Our work upgrades middleware connectors for heterogeneous interaction paradigms with timing analysis. In [24], service composition models are studied where synchronous, asynchronous or parallel interaction may provide superior success rates under time constraints. Similar tuning of time parameters has been applied in distributed real time systems [17] for resource management, while checking end-to-end performance across multiple layers. Besides, middleware-based QoS control has been proposed by [7], where the QoS-aware adaptation and reconfiguration of systems is performed by reflective middleware. In [22], a grid quorum based publish-subscribe system is proposed to deal with delay-sensitive aspects of Internet of Things applications. In comparison, the contribution of our work is a unified timing analysis across heterogeneous middleware paradigms.

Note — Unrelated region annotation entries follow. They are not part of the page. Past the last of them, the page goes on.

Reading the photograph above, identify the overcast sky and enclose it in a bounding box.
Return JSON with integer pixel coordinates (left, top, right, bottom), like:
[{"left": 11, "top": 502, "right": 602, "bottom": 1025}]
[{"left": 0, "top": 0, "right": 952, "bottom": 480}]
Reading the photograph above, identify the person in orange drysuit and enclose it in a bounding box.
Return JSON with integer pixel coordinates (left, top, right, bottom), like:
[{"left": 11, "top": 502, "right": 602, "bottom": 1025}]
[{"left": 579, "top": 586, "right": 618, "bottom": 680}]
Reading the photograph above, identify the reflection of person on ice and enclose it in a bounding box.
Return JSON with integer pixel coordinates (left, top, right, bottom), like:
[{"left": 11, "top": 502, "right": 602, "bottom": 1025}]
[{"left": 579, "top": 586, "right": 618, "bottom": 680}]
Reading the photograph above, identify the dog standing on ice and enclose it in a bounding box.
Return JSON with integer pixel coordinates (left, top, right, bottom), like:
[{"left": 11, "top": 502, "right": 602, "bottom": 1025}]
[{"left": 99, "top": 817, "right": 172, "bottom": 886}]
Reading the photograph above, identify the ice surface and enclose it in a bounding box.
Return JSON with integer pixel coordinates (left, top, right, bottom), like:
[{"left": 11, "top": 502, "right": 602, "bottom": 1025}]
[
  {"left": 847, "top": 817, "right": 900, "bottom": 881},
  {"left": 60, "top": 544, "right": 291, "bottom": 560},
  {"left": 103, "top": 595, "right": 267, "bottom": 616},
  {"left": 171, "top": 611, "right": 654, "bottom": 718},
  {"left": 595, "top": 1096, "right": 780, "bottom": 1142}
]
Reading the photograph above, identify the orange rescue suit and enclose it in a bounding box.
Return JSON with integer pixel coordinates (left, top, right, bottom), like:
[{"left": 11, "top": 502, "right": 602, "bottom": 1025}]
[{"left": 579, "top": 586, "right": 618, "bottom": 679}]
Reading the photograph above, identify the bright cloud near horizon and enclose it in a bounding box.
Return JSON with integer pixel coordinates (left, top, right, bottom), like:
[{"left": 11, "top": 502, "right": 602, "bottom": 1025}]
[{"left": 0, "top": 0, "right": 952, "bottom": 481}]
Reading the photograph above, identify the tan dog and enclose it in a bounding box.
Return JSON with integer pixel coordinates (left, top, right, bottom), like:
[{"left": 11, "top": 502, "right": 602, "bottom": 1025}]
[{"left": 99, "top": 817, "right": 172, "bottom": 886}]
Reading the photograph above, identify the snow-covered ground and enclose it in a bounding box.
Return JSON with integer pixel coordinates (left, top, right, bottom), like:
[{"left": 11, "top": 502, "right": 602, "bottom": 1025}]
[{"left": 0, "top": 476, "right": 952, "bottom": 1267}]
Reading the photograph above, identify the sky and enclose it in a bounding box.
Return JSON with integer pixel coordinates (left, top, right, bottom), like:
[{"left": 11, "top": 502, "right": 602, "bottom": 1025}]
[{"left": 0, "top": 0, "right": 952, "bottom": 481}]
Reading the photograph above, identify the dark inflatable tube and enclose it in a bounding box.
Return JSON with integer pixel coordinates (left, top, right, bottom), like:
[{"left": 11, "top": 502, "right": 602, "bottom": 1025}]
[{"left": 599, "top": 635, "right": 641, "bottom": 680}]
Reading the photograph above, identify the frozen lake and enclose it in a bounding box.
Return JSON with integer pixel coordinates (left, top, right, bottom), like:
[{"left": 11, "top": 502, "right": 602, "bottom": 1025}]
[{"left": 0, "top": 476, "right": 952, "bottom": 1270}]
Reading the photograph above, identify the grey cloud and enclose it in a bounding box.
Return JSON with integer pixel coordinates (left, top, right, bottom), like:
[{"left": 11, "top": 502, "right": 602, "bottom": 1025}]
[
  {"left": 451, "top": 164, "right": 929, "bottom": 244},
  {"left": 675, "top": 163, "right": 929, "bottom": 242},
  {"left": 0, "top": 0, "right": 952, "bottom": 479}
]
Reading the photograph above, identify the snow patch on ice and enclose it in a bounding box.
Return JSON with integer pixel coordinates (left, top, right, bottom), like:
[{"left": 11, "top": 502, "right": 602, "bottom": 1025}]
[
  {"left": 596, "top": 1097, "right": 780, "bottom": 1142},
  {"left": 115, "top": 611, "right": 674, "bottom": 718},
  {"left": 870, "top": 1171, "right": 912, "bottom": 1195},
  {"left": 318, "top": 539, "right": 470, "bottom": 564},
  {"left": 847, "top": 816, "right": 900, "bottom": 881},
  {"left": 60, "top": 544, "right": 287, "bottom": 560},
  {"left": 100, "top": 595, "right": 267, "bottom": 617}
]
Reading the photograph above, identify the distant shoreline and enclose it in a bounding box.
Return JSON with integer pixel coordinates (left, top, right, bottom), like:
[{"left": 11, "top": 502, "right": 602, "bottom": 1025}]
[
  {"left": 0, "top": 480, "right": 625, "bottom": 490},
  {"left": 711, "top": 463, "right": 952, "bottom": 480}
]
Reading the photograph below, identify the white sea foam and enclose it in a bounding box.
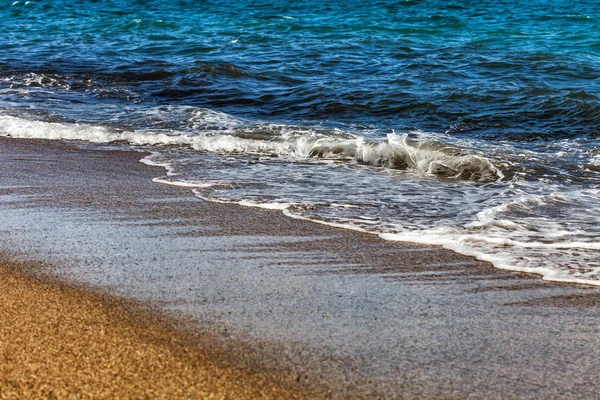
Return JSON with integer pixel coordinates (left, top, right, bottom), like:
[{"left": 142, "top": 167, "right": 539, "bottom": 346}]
[{"left": 0, "top": 112, "right": 600, "bottom": 285}]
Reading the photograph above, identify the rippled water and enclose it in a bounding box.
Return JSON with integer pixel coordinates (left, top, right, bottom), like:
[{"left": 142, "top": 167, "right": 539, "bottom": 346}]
[{"left": 0, "top": 0, "right": 600, "bottom": 285}]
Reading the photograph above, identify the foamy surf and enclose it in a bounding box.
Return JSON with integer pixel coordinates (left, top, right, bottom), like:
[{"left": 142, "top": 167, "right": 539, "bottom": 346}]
[{"left": 0, "top": 111, "right": 600, "bottom": 285}]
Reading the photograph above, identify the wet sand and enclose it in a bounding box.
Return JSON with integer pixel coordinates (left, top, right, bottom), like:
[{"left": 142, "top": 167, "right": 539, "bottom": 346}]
[
  {"left": 0, "top": 263, "right": 310, "bottom": 399},
  {"left": 0, "top": 139, "right": 600, "bottom": 398}
]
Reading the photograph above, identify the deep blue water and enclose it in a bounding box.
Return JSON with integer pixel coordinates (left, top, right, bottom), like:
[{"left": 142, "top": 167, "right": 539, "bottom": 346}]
[
  {"left": 0, "top": 0, "right": 600, "bottom": 135},
  {"left": 0, "top": 0, "right": 600, "bottom": 283}
]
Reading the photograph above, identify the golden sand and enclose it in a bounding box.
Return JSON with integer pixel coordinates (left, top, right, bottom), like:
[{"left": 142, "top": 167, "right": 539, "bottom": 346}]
[{"left": 0, "top": 264, "right": 304, "bottom": 399}]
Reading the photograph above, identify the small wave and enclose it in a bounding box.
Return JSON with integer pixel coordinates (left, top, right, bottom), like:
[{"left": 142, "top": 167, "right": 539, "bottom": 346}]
[{"left": 0, "top": 110, "right": 503, "bottom": 181}]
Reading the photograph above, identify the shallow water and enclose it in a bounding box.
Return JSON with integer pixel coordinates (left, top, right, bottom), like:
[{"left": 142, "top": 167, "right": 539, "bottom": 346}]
[{"left": 0, "top": 0, "right": 600, "bottom": 285}]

Timed automata [2] have been applied to a variety of real time system models to ensure accurate behavior under timed guards. Model checkers such as Uppaal [6] and PRISM [18] have been proposed for timed and probabilistic properties of such systems. We make use of such tools for design time analysis of heterogeneous middleware interactions. Timed automata are used in [23] for studying fault tolerant behavior (safety, bounded liveness) in distributed asynchronous real timed systems. In [14], the transmission channels of publish-subscribe middleware are modeled using probabilistic timed automata to verify properties of supported interactions. The same authors do model-checking of publish-subscribe applications using Bogor [3] and the PRISM probabilistic model checker [14]. A closely related work is [1], where formal analysis (using colored Petri-Nets) of various types of time synchronization in distributed middleware architectures has been performed. Indeed, alternatives to simulation based approaches, such as statistical model checking [5], may be applied in the context of our work in order to verify, for instance, probabilistic reachability properties. However, simulation techniques are needed as a starting point, in order to elicit distributions needed as inputs to statistical model checkers.

In our paper, we unify the verification of the timing behavior of multiple heterogeneous interactions using timed automata and their statistical analysis. While our prior work focused mainly on the functional interoperability or QoS upgrade of heterogeneous middleware systems, we further model here the fine-grained effect of timing thresholds on both coupled and decoupled distributed systems as well as their combinations. By leveraging the analysis of timing thresholds, designers of heterogeneous choreographies can accurately set constraints to ensure high success rates for transactions.

7 Conclusions

Timing constraints have typically been used for time-sensitive systems to ensure properties such as deadlock freeness and time-bounded liveness. In this paper, we study the XSB interoperable middleware connector from the CHOReOS project, by accurately modeling its timing behavior through timed automata. Verification of conditions for successful XSB transactions is done in Uppaal in conjunction with the timing guards specified. We demonstrate that accurate setting of lease and timeout periods significantly affects the transaction success rate. By providing a fine-grained analysis of the related timing thresholds for designers of choreographies, increased probability of successful transactions can be ensured. This is crucial for accurate runtime behavior, especially in the case of heterogeneous space-time coupled/decoupled interactions with variable connectivity of peers. Furthermore, we demonstrate that the latency vs. success rate tradeoff can be suitably configured for heterogeneous choreographies. Finally, we confirm the sufficient accuracy of our results by comparing with experimental outcomes from the XSB implementation framework.